The building permit was obtained by the investor on 10 August 2007, with the foundation works starting on 6 December 2007.

According to the initial architectural plans, Sky Tower would be a residential, office and commercial complex consisting of seven buildings of various heights and with an aggregate surface area exceeding 260000 sqm. One of the apartment buildings comprising Sky Tower was to be 258 m in height, including a spire (roof height at 221 m) and thus be the tallest residential building in Poland. The complex was to contain a parking facility with a capacity of over 2,000 cars. Completion of the Sky Tower project was originally slated for the second half of 2010.

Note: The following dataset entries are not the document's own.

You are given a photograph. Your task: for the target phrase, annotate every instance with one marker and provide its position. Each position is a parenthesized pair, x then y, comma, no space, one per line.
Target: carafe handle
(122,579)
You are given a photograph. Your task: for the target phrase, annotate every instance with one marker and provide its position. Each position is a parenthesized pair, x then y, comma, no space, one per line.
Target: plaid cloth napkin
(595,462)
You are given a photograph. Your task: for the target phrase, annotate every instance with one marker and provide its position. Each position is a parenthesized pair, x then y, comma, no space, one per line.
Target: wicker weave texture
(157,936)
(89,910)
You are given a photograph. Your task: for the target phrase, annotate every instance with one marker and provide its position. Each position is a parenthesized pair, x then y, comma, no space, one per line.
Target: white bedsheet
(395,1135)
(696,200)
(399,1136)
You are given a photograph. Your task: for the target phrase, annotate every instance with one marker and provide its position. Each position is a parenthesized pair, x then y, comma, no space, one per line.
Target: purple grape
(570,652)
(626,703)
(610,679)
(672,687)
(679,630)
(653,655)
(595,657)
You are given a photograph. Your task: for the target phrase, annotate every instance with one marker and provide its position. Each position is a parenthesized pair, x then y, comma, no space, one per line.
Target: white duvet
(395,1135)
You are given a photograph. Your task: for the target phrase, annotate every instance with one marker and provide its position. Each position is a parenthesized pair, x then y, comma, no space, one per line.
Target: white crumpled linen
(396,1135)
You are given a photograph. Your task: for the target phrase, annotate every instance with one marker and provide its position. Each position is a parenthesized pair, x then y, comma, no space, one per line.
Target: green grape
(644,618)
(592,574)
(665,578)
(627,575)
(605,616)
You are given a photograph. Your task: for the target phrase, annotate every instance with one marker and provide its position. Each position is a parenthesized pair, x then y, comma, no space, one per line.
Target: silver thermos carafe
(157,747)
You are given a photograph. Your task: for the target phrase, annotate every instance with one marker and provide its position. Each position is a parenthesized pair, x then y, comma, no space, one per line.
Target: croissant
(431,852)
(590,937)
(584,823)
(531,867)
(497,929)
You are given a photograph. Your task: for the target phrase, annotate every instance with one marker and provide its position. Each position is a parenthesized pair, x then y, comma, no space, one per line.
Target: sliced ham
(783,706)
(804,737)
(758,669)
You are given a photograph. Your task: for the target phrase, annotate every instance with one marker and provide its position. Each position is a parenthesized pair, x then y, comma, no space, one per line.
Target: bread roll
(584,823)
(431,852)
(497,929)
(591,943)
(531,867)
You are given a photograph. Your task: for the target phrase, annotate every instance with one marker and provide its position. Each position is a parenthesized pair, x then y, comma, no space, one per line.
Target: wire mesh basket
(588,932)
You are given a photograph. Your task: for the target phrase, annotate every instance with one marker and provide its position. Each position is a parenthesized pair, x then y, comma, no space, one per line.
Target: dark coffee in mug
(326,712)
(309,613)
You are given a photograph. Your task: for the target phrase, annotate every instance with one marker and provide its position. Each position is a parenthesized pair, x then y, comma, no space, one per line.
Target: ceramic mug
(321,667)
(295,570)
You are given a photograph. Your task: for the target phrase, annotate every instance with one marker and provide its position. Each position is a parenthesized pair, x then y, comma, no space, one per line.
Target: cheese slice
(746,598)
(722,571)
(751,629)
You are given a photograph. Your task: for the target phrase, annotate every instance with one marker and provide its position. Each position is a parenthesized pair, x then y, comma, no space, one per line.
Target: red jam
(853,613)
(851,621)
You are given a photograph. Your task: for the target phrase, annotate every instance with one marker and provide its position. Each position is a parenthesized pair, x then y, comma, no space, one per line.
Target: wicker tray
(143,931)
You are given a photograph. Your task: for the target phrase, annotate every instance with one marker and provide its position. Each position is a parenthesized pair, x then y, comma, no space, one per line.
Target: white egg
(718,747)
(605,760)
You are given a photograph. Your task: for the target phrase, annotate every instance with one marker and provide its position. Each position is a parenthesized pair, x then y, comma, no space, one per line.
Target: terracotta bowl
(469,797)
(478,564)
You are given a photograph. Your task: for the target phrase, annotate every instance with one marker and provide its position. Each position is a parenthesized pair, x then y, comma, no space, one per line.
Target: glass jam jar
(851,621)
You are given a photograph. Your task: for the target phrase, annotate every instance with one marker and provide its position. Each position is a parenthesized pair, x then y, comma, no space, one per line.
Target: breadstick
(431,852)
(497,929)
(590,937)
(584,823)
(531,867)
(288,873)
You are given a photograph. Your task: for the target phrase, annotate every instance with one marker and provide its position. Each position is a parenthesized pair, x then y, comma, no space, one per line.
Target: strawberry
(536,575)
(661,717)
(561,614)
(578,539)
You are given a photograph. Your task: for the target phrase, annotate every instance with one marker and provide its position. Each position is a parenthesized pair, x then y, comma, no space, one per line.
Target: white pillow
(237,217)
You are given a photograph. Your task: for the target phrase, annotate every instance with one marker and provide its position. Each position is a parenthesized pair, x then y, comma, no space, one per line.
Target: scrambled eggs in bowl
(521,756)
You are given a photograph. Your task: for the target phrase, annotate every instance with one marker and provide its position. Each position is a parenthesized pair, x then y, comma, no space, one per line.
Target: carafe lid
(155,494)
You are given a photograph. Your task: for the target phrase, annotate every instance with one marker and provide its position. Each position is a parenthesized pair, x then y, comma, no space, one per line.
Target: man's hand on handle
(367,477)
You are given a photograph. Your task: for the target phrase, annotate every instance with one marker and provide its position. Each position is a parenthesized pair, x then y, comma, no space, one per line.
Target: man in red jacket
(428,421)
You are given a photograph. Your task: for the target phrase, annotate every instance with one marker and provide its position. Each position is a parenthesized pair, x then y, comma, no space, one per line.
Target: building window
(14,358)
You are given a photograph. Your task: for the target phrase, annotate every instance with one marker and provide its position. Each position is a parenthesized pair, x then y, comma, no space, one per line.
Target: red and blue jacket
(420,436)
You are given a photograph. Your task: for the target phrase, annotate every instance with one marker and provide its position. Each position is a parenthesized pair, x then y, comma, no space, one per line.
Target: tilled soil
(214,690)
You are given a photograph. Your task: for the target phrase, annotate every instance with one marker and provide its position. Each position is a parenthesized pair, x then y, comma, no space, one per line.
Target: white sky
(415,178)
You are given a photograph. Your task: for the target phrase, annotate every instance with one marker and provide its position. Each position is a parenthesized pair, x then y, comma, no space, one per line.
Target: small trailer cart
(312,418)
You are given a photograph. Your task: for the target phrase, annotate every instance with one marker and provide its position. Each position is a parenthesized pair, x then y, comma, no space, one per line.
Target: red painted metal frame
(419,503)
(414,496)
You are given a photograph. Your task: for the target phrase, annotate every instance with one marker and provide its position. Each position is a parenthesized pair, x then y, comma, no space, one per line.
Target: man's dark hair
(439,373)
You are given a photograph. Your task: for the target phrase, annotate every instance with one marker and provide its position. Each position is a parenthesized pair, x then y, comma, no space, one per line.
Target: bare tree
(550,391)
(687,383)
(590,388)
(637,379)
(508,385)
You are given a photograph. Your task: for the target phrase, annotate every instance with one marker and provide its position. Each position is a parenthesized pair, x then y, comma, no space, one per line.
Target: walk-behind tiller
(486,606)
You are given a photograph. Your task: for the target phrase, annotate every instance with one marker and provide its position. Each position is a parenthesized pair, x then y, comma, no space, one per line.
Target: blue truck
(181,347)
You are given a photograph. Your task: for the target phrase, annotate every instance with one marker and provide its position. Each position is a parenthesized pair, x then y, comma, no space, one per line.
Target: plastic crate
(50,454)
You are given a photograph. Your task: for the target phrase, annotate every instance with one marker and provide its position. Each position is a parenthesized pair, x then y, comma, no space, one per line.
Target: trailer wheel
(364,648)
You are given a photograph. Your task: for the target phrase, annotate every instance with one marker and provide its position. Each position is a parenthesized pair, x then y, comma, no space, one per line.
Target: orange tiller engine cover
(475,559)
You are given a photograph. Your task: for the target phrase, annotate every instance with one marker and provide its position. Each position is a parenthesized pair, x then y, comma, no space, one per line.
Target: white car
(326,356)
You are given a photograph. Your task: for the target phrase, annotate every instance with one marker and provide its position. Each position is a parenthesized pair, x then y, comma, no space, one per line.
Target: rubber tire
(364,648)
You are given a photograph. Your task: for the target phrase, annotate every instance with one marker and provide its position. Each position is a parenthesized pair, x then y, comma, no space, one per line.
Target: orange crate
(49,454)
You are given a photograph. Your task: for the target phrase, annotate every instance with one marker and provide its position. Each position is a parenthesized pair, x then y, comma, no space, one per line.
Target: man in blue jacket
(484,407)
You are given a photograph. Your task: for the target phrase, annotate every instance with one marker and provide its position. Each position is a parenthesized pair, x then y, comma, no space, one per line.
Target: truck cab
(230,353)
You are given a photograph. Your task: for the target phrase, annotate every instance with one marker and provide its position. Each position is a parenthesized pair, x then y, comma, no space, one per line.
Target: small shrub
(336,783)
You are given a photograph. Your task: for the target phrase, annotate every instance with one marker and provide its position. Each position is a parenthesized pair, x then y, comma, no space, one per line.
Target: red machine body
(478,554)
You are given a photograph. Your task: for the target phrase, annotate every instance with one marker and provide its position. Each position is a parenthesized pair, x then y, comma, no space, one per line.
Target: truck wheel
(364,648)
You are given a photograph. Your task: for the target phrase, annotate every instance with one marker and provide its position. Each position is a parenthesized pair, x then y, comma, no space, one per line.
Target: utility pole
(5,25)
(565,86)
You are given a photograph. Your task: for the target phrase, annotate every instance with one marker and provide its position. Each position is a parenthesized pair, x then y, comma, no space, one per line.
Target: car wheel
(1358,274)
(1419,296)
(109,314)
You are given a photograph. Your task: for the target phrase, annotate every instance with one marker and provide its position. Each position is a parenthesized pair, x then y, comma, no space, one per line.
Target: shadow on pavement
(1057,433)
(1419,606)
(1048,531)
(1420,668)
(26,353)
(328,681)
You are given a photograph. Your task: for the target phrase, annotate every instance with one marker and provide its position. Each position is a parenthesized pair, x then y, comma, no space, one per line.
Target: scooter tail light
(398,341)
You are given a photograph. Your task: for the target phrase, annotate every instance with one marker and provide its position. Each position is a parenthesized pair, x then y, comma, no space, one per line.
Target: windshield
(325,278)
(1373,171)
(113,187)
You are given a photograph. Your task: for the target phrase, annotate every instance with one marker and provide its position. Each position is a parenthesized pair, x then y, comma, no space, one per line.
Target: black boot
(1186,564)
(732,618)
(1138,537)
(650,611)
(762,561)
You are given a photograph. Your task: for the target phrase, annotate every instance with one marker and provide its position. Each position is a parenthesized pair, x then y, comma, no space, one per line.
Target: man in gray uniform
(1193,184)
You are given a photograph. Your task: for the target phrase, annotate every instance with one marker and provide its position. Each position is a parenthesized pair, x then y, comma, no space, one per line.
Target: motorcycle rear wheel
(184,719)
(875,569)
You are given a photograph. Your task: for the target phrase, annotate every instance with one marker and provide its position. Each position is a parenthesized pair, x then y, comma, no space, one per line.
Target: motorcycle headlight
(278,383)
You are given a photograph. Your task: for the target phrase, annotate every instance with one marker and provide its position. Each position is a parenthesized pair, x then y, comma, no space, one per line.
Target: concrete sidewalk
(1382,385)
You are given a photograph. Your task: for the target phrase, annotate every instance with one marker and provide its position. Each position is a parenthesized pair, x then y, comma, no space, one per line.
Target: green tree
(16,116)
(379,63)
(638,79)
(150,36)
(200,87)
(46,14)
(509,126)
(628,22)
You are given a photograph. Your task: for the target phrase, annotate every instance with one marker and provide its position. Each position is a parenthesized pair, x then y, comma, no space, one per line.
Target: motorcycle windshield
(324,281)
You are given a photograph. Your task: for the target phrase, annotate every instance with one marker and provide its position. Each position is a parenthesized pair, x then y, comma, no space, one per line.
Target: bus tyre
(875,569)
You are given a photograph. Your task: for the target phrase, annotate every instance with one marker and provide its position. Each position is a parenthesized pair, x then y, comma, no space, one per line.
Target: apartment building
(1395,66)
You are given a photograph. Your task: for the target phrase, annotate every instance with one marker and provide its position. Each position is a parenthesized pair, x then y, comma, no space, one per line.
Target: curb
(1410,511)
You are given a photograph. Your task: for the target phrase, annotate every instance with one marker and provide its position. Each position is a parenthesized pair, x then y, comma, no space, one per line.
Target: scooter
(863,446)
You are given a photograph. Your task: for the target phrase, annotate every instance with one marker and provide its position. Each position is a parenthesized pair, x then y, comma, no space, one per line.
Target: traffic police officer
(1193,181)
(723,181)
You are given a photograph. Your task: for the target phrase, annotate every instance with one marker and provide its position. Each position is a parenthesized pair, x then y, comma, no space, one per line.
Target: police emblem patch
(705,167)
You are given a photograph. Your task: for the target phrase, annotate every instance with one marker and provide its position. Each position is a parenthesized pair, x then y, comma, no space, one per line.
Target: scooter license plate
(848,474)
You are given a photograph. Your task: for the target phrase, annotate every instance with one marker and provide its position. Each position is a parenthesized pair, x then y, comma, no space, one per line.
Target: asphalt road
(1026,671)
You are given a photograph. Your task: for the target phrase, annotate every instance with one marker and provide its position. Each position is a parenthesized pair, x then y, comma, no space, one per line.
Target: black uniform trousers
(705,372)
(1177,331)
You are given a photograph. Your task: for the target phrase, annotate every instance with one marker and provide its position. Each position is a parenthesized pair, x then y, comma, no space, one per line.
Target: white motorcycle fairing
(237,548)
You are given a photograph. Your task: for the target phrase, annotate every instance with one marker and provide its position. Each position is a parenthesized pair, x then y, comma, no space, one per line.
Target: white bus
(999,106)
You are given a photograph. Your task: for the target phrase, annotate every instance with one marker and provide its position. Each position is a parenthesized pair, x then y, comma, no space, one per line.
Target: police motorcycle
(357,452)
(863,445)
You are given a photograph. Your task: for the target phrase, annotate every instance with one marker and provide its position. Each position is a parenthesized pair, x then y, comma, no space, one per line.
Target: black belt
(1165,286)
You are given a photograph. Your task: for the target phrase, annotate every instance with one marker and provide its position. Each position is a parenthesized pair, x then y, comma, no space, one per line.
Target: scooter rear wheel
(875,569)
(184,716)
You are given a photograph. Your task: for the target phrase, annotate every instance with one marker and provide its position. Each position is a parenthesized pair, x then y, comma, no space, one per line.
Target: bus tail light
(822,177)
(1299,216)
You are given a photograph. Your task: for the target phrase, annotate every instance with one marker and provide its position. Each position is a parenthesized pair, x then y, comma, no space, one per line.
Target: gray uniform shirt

Like many construction sites around the world, Sky Tower was affected by the 2008 economic crisis. On 3 November 2008, the developer of the complex, LC Corp, sold the project to its main shareholder Leszek Czarnecki (shareholder Getin Holding SA), one of the richest individuals in Poland, who suspended construction for six months due to uncertain market conditions of the investment. In mid-December 2008, it was announced that the complex would be redesigned. In June 2009, after a half-year break, the construction was resumed and until the end of October the building was built according to the old design, as the investor had not yet made a final decision as to the height of the skyscraper. In November 2009, the investor announced a new design for the project.

The tower was topped-out in September 2011 and completed in early 2012. On 24 April 2012, the sculpture Profile of Time by Spanish artist Salvador Dalí was installed in front of the Sky Tower, on permanent loan from the Dalí Museum in Paris.

The opening of the complex was held on 24 May 2012.